Très tôt, on reconnaît en Lennon et McCartney un tandem d’une créativité exceptionnelle, capable de composer des titres pop accrocheurs et sensibles. L’apport de George Harrison à la guitare soliste, tout autant que la frappe inventive de Ringo Starr à la batterie, parachèvent un équilibre parfait. Cet engouement planétaire est également porté par les personnalités charismatiques des quatre membres, qui deviennent rapidement des icônes médiatiques.
Dès lors, la plupart de leurs chansons se métamorphosent en standards quasi instantanés. Certains critiques musicaux disent souvent que les Beatles ont anticipé, voire façonné, toutes les mutations de la pop et du rock des années 1960. De « Yesterday » à « Eleanor Rigby », de « Here Comes the Sun » à « Let It Be », leurs compositions couvrent une palette stylistique si large qu’elles semblent jeter un pont permanent entre la douceur mélodique et l’expérimentation audacieuse.
Cet héritage prolifique, tissé au fil des albums et des tournées triomphales, a alimenté l’imaginaire de générations d’artistes. Et c’est précisément dans ce répertoire devenu mythique que des musiciens de tous horizons ont continué, et continuent encore, à puiser l’inspiration pour réinterpréter, revisiter, réinventer ce que les Beatles ont offert au monde.
Quand Bob Dylan s’émerveille : la leçon d’humilité devant la reprise
Au-delà de la galaxie Beatles, l’histoire de la reprise comporte d’autres jalons marquants. Bob Dylan, figure tutélaire de la folk, a lui aussi connu ce phénomène lorsqu’il a entendu Jimi Hendrix reprendre « All Along The Watchtower ». Cette version enflammée, sortie en 1968, a tant marqué Dylan qu’il a déclaré : « C’est étrange, mais chaque fois que je la chante, j’ai l’impression que c’est un hommage à Hendrix d’une certaine façon. »
La puissance de la reprise repose sur cet étrange transfert de propriété : une chanson écrite et interprétée par son auteur passe entre les mains d’un autre, qui l’imprègne de sa propre identité. Si la mayonnaise prend, cette relecture peut supplanter l’originale dans l’imaginaire collectif. Pour Bob Dylan, Hendrix a transcendé « All Along The Watchtower » en offrant une version électrique, psychédélique, portée par sa virtuosité guitaristique inégalée.
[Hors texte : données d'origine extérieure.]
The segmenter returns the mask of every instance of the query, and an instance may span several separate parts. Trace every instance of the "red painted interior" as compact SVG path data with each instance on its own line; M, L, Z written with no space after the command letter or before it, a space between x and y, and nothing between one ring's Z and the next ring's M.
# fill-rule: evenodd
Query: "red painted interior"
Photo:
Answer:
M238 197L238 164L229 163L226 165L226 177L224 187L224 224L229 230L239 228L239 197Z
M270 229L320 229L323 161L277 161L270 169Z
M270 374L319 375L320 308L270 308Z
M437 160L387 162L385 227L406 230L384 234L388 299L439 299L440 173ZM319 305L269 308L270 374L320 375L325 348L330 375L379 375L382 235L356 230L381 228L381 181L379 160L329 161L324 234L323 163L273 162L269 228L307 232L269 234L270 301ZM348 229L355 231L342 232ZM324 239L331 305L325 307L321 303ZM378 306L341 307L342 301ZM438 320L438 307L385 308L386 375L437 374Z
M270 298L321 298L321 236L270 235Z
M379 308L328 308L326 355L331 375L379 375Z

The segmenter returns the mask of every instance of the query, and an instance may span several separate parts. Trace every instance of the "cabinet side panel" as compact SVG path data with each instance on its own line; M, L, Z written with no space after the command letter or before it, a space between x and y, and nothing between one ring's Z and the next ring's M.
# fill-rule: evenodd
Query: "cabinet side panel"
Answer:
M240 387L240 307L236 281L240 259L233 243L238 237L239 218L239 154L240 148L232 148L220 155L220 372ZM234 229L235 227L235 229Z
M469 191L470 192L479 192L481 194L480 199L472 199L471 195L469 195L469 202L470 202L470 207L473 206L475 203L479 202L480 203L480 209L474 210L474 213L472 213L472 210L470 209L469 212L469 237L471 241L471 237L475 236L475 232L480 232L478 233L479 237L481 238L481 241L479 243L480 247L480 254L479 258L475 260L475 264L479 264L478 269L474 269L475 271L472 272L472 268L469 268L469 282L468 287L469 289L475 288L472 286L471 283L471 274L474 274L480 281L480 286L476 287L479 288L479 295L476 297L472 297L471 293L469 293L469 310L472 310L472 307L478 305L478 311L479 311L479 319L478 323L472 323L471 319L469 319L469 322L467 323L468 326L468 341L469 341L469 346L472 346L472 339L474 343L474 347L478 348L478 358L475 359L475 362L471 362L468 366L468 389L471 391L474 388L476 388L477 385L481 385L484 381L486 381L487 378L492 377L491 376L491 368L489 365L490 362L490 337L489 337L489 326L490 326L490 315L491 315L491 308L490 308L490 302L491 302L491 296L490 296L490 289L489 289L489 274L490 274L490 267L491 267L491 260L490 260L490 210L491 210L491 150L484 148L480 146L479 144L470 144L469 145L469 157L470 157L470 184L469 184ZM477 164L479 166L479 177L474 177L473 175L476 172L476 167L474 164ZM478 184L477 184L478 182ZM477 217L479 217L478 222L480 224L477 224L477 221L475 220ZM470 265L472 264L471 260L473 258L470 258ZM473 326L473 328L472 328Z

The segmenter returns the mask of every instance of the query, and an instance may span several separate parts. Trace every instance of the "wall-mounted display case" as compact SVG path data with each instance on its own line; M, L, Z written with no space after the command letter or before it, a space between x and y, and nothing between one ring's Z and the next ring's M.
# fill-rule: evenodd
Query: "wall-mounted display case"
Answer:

Paul McCartney, de son côté, connaît très bien ce phénomène. Il sait à quel point la reprise peut sublimer l’intention initiale du compositeur. Il a souvent évoqué cette notion de redéfinition, admettant volontiers que certains artistes lui ont fait découvrir ses propres chansons sous un jour différent. Dans les années 1960, alors que les Beatles commençaient à envahir toutes les ondes, McCartney a ressenti pour la première fois cette étrange fierté teintée de surprise : entendre un autre artiste s’approprier une de ses compositions, lui donner une forme nouvelle, plus ou moins inattendue, et parvenir à en dégager une émotion unique.
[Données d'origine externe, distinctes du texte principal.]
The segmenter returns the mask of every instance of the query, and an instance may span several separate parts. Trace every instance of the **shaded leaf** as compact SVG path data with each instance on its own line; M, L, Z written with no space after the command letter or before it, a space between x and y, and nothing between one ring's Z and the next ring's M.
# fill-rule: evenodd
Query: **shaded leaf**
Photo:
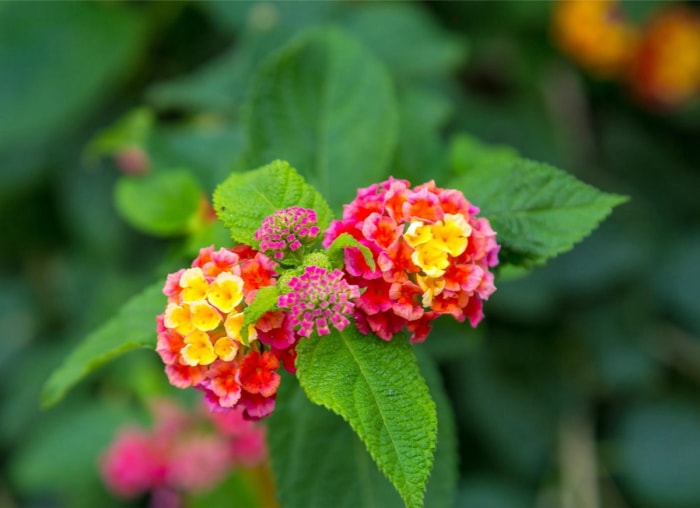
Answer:
M344 26L400 78L435 79L464 62L467 45L422 7L410 2L353 5Z
M165 308L162 282L129 300L117 315L87 336L51 374L41 394L44 408L53 406L90 372L138 348L155 348L156 316Z
M437 416L411 346L350 325L297 347L309 399L341 415L367 446L406 506L423 506L433 467Z
M627 198L607 194L548 164L488 157L450 182L491 221L502 261L531 266L570 250Z
M189 171L162 171L121 178L114 199L129 224L145 233L169 236L187 231L199 210L202 190Z
M334 267L342 268L346 247L357 247L360 249L360 252L362 252L362 257L365 259L365 263L367 263L367 266L374 270L374 257L372 257L372 252L365 245L358 242L357 239L350 233L339 234L328 246L328 258L331 260Z
M646 403L617 429L616 463L638 503L693 506L700 498L700 410L674 400Z
M336 207L385 175L397 137L391 78L343 32L311 30L262 66L247 124L248 165L288 160Z
M285 376L269 419L270 457L285 508L402 508L366 447L337 415L312 404Z
M265 286L258 289L253 301L243 311L241 334L244 342L248 341L248 326L256 323L263 314L277 307L280 290L277 286Z

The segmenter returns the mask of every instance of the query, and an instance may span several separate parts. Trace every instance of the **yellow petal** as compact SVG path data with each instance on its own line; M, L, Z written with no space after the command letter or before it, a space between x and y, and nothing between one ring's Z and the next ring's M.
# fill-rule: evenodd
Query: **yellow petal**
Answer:
M187 335L185 344L180 355L187 365L209 365L217 358L209 335L200 330L194 330Z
L’œuvre foisonnante des Beatles face aux réinterprétations
Si les Beatles ont enfanté un nombre impressionnant de tubes, toutes ces chansons n’ont pas été reprises avec la même fréquence ni la même aura. « Yesterday », par exemple, demeure officiellement le morceau le plus repris de l’histoire de la musique moderne, avec plusieurs milliers de versions répertoriées à travers le monde. Son orchestration dépouillée à la guitare acoustique et la présence d’un quatuor à cordes ont séduit d’innombrables artistes qui y ont vu une toile vierge, propice à toutes les réinventions.
D’autres chansons comme « Something » de George Harrison, ou encore « Let It Be », ont elles aussi été l’objet de nombreuses relectures, explorant parfois des territoires inattendus : du gospel au jazz, en passant par la bossa nova. Le legs des Beatles est si vaste que cette multiplication des hommages semble inévitable.
Au-delà de la popularité massive de certains titres, la qualité d’une reprise réside souvent dans la rencontre entre l’univers d’un interprète et la chanson qui l’a touché personnellement. Au cours de sa carrière, Paul McCartney a lui-même été surpris à plusieurs reprises en découvrant de nouvelles versions de ses titres. Il a confié que, face à la quantité astronomique de reprises de « Yesterday », il n’avait matériellement pas le temps de toutes les écouter. Curieux, il avait toutefois mandaté un membre de son équipe pour préparer une sélection de dix relectures phares, afin de pouvoir se faire une idée de la diversité et du niveau d’excellence de ces artistes. Parmi ces interprètes, on retrouvait des légendes telles que Frank Sinatra, Elvis Presley, Marvin Gaye ou Ray Charles, chacun offrant une approche singulière.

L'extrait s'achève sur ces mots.